Spread F causes HF radiation to be reflected from different heights within the F layer. Received HF signals are spread in time and space, making frequency resolution difficult, with garbled messages. It usually occurs at night and is most common around in the equinox months (March and September). Spread F is less common in the mid-latitudes than the equatorial or polar regions. If it does occur in the mid-latitudes it is usually in winter. In polar regions it can occur during the day as well as at night. It is thought to be caused by large "bubbles" in the ionosphere and is often associated with ionospheric storms that lower the F layer MUF (Figure 11).

Spread F effects

Figure 11. Ray diagram of Spread F event. The uneven distribution of free electrons in the F layer causes HF to spread out or have other unusual propagation characteristics.

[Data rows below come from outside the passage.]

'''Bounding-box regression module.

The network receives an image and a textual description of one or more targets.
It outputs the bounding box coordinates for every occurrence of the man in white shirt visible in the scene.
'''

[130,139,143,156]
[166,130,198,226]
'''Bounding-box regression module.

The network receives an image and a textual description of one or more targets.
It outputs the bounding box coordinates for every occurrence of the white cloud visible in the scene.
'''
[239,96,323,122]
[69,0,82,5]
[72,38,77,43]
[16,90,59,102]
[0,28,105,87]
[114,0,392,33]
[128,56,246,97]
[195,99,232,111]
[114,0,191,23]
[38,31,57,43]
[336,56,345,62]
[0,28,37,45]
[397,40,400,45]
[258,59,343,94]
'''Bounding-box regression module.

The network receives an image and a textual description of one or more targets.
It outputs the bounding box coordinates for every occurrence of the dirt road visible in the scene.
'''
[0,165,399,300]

Because both sporadic E and spread F are unpredictable, the HF user should keep abreast of the latest space weather reports to avoid problems caused by these events.

Traveling Ionospheric Disturbances (TIDs)
These wave phenomena (sometimes called "acoustic-gravity waves") travel horizontally through the F region. They are seen as large fronts having a sideways scale of several hundred kilometers. They cause oscillations in the electron density that can last for a few minutes to several hours. This causes the height of refraction and the MUF to undergo rapid variations. TID effects on HF communications are usually not too serious.

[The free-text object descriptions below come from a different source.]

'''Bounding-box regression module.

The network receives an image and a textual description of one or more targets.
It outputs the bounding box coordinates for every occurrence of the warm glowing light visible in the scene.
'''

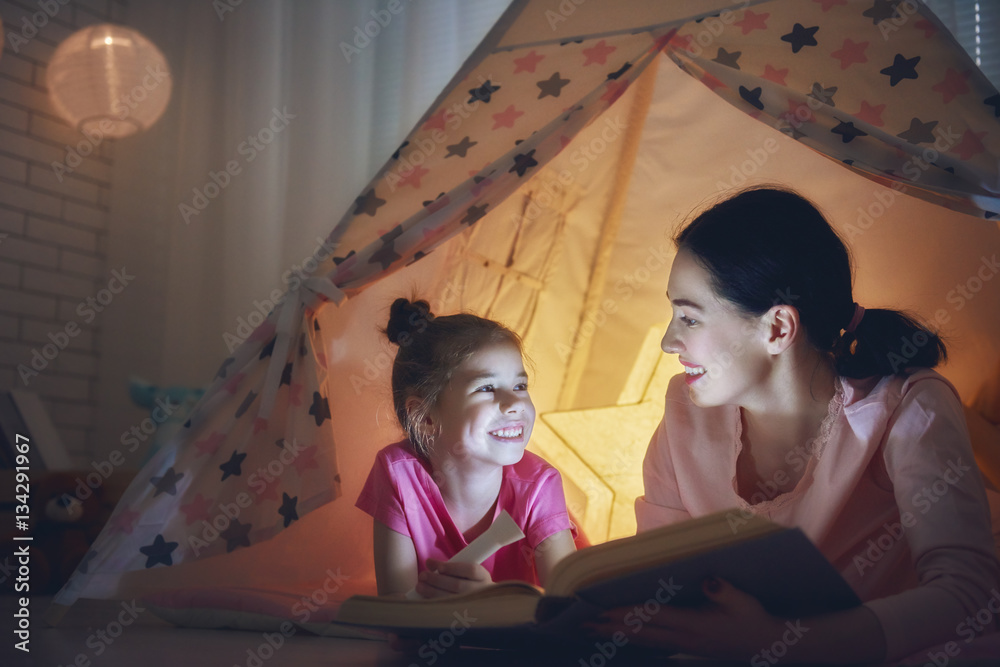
[529,323,682,543]
[47,24,172,138]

The largest TIDs start in the aural zones and propagate toward the equator. Thunderstorms can cause smaller TID fronts that travel about 200 kilometers before dissipating.

 

Getting Information on Current and Future Solar Weather

There are several internet locations that provide information about space weather. Here are some web sites that are useful for this purpose:

www.sel.noaa.gov/ The Space Weather Prediction Center
This site is operated by NOAA and is a national and world warning center for disturbances that can affect people and equipment working in the space environment. Includes "Space Weather Now" at http://www.swpc.noaa.gov/SWN/index.html

http://www.ips.gov.au/ Australian Space Weather Site
This is a very useful public site that provides information on space weather and HF effects in an easy-to-use graphical format.

http://www.spaceweather.com/ SpaceWeather.com
A "newspaper" style unofficial site created by Dr. Tony Phillips

http://space.rice.edu/ISTP/dials.html Rice University
Space weather conditions using a simple "stop light" scale.

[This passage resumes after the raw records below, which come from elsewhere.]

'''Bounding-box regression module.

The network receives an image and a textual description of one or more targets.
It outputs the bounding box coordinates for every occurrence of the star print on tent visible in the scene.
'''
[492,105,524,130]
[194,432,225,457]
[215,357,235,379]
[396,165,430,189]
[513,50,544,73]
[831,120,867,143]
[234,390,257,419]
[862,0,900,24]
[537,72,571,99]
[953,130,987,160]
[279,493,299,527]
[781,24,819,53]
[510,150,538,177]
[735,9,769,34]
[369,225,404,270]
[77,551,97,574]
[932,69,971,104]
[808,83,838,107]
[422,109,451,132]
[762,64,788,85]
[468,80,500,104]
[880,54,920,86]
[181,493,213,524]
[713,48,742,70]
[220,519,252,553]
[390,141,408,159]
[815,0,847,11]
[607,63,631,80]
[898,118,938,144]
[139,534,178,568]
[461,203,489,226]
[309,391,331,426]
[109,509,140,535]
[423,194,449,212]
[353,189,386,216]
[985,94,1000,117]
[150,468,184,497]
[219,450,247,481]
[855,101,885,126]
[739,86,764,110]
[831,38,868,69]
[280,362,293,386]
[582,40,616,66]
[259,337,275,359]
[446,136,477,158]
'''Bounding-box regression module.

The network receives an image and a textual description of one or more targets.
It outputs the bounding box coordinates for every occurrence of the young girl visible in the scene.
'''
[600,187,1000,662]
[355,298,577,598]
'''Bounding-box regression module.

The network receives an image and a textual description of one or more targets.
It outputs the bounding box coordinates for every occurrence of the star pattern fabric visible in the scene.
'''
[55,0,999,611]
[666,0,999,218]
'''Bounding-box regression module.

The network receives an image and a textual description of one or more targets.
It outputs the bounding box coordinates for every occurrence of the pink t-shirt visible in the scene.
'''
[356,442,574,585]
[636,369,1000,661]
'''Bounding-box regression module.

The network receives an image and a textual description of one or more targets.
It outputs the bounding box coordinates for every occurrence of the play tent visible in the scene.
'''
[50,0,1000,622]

http://sohowww.nascom.nasa.gov/spaceweather/ NASA and ESA's SOHO Satellite
Plots of current space weather parameters from the SOHO satellite.

www.schriever.af.mil/ Schriever Air Force Base
This was the official US military center for space weather, but it does not appear to have any available information on current space weather conditions at this time.

 

Summary of Space Weather

Space weather refers to disturbances that affect the ionosphere and HF communications on an irregular basis. Events on the surface of the sun such as solar flares and CMEs often cause solar weather events, but solar weather can also be affected by events that originate with the earth's atmosphere. Space weather is hard to predict, therefore anyone involved in missions that use HF communications or related operations should check one or more of the internet links above before commencing operations.

 

Study Questions

1. What is space weather?
2. Why is the solar wind affected by earth's magnetic field?
3. Are ultraviolet and X-rays part of the solar wind?
4. When are the auroral zones most active?
5. List in order of appearance the three events affecting HF that occur after a solar flare or coronal masss ejection (CME)?
6. What causes solar ionospheric disturbances (SIDs)?
7. What effects does polar cap absorption have on HF propagation?
8. What are the effects of sporadic E events on HF propagation?
9. Are sporadic E and spread F events easy to predict?
10. Is it possible to get real time information on space weather? Where?